At the first stop, Becky took over and she handled the car pretty well. She tested the brake (ABS, EBD and BA) and I must say (never mind the drama) the car halted within a short distance. Freed did not behaved any wilder than a goldfish in a tank with the braking maneuver. Well done Becky!
We stopped at Putrajaya Waterpark for about 30minutes and that was when the bloggers took the car for more photography sessions. We were set to win prizes!
It was then my turn to drive and I took Freed from the Waterpark to the R&R KL Bound. This is my first experience driving a Honda with i-VTEC. I brought the car to 6000rpm (evil grin) and went from 0-100 in time faster than when I last a mean 5liter machine (heavy clutch la!) I must say this car is responsive. It should gives adequate real-life torque (I say real-life as a lot of numbers are on paper only) to get out of sticky situation like coming head on with a pothole (swerve and speed to avoid traffic on left or right) or to quickly overtake a car moving 80km/h on a 110km/h highway (middle lane) with a Singaporean driver flashing from 1 miles away on the fast lane (rightest lane) – you know, those situation where you want to maintain a sane speed and at the same time having to move away fast enough from traffic coming right at you from behind (judgment needed of course, remember to drive safe).That short 15km drive with 5km worth of highway was pretty good for me to judge and compare with the two compacts (Koreans). Freed lies equal, if not better than the current car I am driving in terms of engine perkiness, bearing in mind my current car has 100cc more than Freed.
I also did (on a clear road – have to qualify this) a “pothole evasion maneuver” and I was not aware that Becky was applying mascara behind! Jason was in-time to take a pic and prove it.
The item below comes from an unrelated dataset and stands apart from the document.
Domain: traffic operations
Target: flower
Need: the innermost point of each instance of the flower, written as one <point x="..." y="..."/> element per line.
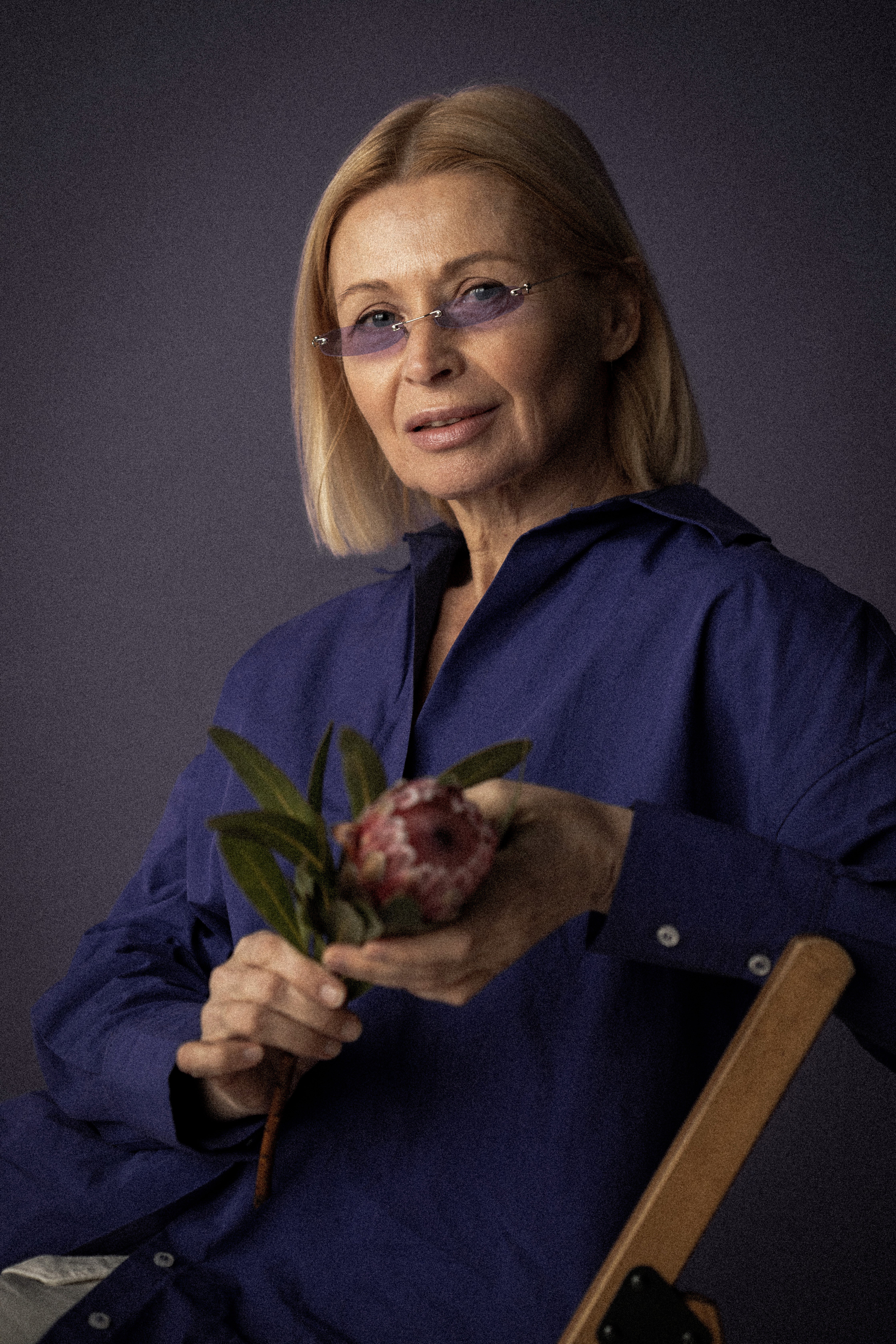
<point x="421" y="842"/>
At Souled Out, we had a debrief and a Q&A session with Honda Malaysia, of which some nitty questions (from consumer point of view) were addressed and answered.
It was lunch and then the competition where the Polaroid with the most votes will win something.
Freed is available in three colors of Brilliant White Pearl, Polished Metal Metallic and Crystal Black Pearl. Personally, I like the white, just like the car I test driven!